How to Check Your Heart Rate During an Episode
If you feel your heart racing and want to know what’s actually happening, you can check your pulse manually. Place your middle three fingers on the inside of your opposite wrist, just below the base of your thumb. Press firmly until you feel the pulsing. Count the beats for 10 seconds, then multiply by six to get your beats per minute. If 10 seconds feels too short, count for 30 seconds and double it.
You can also check at your neck by placing your index and middle fingers in the groove just under your jawline, next to your windpipe. Press until you feel a pulse and count the same way. A smartwatch or fitness tracker can give you a quick reading too, though manual checks are useful when you want to confirm what a device is telling you.
Knowing your actual heart rate during an episode gives you concrete information to share with a provider and helps you gauge severity in the moment.

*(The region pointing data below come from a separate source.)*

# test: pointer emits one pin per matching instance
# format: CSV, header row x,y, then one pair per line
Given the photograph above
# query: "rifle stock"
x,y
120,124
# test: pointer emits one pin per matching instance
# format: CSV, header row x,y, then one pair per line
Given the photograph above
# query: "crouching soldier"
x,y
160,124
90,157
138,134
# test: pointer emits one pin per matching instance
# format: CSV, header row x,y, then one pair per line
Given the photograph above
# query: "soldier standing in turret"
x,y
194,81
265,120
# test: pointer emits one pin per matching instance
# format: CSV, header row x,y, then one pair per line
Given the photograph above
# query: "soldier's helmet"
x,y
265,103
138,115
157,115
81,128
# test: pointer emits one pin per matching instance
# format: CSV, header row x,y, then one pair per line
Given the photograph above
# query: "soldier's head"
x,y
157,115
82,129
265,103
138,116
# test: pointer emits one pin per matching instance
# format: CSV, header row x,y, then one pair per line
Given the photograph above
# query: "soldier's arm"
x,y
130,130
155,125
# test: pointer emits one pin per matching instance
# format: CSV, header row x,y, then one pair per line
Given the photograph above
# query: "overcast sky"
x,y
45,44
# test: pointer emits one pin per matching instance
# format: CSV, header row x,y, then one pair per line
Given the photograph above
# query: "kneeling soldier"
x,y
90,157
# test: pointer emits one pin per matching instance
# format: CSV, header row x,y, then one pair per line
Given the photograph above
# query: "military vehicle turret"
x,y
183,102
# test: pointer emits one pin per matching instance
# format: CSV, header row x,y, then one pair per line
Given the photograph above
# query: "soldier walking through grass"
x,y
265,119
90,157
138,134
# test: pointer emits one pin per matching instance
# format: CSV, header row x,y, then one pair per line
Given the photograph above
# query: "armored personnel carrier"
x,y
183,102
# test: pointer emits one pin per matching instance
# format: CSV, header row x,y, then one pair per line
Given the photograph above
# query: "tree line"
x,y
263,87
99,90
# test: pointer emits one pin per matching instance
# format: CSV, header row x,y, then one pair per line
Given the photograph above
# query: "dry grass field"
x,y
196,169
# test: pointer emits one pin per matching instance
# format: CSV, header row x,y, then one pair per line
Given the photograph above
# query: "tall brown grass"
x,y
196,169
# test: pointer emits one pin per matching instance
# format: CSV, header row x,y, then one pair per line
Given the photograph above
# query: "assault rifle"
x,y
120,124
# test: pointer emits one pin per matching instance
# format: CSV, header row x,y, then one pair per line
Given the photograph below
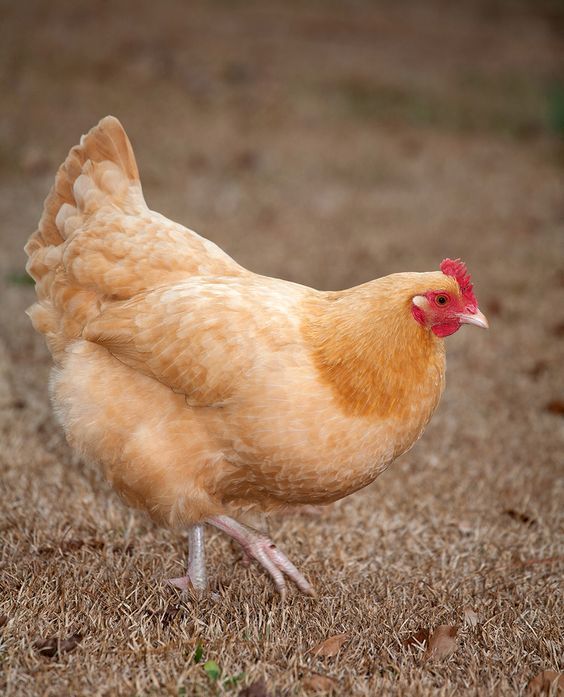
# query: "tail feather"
x,y
100,171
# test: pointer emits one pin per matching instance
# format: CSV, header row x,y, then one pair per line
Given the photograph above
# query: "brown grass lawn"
x,y
328,144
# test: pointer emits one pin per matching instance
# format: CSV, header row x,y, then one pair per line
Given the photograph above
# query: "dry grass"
x,y
328,147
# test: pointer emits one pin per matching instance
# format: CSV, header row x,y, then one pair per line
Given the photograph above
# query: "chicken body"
x,y
205,389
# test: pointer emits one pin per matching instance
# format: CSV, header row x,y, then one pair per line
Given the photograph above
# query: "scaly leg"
x,y
196,574
261,548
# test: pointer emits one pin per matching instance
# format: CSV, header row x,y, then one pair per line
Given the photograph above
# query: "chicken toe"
x,y
261,548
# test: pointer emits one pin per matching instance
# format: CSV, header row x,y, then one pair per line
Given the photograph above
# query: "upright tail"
x,y
99,173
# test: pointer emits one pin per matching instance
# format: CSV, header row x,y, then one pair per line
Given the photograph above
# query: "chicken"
x,y
205,390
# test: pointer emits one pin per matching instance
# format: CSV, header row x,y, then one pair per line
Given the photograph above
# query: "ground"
x,y
326,144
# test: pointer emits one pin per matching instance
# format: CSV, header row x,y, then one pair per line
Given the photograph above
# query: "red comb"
x,y
457,269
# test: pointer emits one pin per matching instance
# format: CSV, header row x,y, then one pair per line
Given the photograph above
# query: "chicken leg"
x,y
260,547
196,572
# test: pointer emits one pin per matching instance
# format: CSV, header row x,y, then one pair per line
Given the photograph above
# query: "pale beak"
x,y
477,318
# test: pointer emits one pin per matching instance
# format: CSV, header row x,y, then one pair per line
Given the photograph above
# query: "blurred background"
x,y
328,143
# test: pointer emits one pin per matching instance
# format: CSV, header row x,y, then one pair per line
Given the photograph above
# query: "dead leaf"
x,y
543,682
330,647
520,517
442,642
319,683
470,617
420,637
54,646
556,406
255,689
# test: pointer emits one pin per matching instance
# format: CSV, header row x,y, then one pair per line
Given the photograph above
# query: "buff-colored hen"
x,y
206,390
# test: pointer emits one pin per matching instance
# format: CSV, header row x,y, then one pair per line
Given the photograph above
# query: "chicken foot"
x,y
196,572
260,547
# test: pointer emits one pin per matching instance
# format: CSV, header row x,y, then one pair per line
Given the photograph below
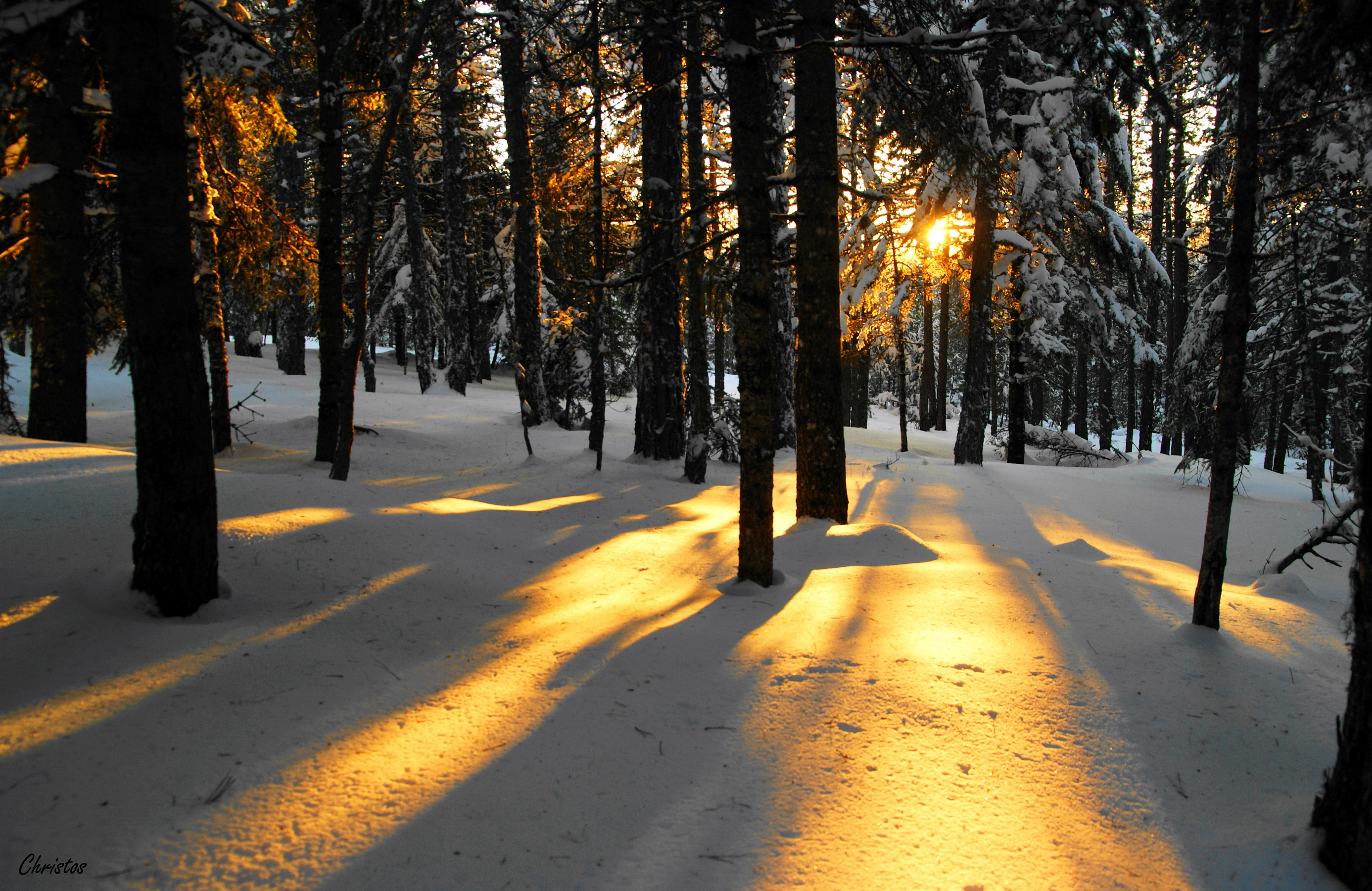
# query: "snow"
x,y
467,669
27,178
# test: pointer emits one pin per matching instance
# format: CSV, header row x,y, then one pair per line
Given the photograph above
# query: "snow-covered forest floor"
x,y
464,669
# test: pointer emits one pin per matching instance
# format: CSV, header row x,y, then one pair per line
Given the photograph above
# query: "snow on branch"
x,y
24,17
1051,86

Symptoms That Need Immediate Attention
A resting heart rate above 100 that’s new or unusual for you is worth getting evaluated, especially if it comes with other symptoms. The combination of a fast heart rate with chest pain, significant shortness of breath, dizziness, weakness, or fainting warrants prompt medical attention. These accompanying symptoms suggest your heart isn’t pumping effectively enough to meet your body’s needs.
Even without dramatic symptoms, a persistently elevated resting heart rate that represents a change from your baseline is something to take seriously. The key phrase is “abnormal for you.” If your heart rate is doing something it hasn’t done before, or doing it more often, that’s meaningful clinical information regardless of whether you feel terrible or just slightly off.